My Rating: 4.5 hearts
Thoughts on the Novel: I seem to be having difficulty writing reviews lately – watching the Olympics nonstop may have something to do with it – so I’ve decided to instead state five reasons why you should read Rachel Hartman’s Seraphina. Here we go:
- The worldbuilding: Besides the appeal of dragons, the world that Hartman created was incredible in and of itself. It literally felt like Hartman thought of everything down to the minutest detail – characters were even discussing the works of her made-up philosophers!
- The coming-of-age aspect: Although Seraphina is marketed as a fantasy, I think it can be enjoyed by anybody because it’s very much also a book about a young girl growing up, trying to figure out her place in the world, and learning to accept herself.
- The main character: Seraphina was just so fantastically complex. At times, she comes off as fragile and you just want to give her a hug; and then at other times, you realize that she’s actually pretty brave and tough. All in all, Seraphina was a protagonist I could easily relate to and root for.
- The secondary characters: I felt like all the secondary characters had something important to contribute to the story. Best of all, nobody seemed like a stereotyped character since even the minor characters were really well-developed.

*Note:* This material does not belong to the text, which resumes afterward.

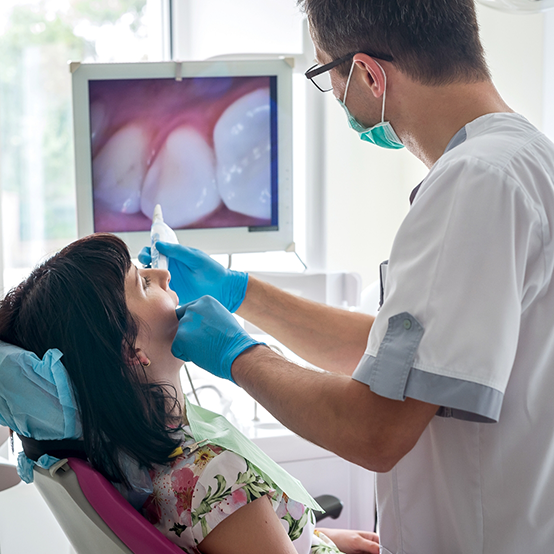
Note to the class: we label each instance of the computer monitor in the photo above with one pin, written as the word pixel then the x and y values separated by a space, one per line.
pixel 211 142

- A romance that doesn’t overpower the plot: Although Seraphina’s realization that she loves Kiggs seemingly came out of nowhere (or maybe I was just oblivious to the signs), the romance never felt like an instant love situation (possibly because the two had interacted with each other a few times before Seraphina’s sudden insight into her feelings). I also liked that the love triangle that develops in the end isn’t like your typical love triangle because a) there are two girls and one guy and b) it wasn’t created to add more drama for the sequel or because a character is irresistibly attractive, but because there ends up being a conflict between duty and love. I was so thrilled to see Hartman stay true to her characters’ natures and acknowledge (through her characters) that it’s not an easy choice.
If you can get past the slow beginning and stick with Seraphina, I assure you that you’ll find a beautifully written story with multiple fully-rounded characters!
Seraphina was released by Random House Children’s Books in July 2012.
Comments About the Cover: I love the monochromatic look because it gives the cover this olden day feel, which I think is perfect since the world of Seraphina is very much medieval.
In exchange for an honest review, this ARC was received from the publisher (Random House) for free via NetGalley.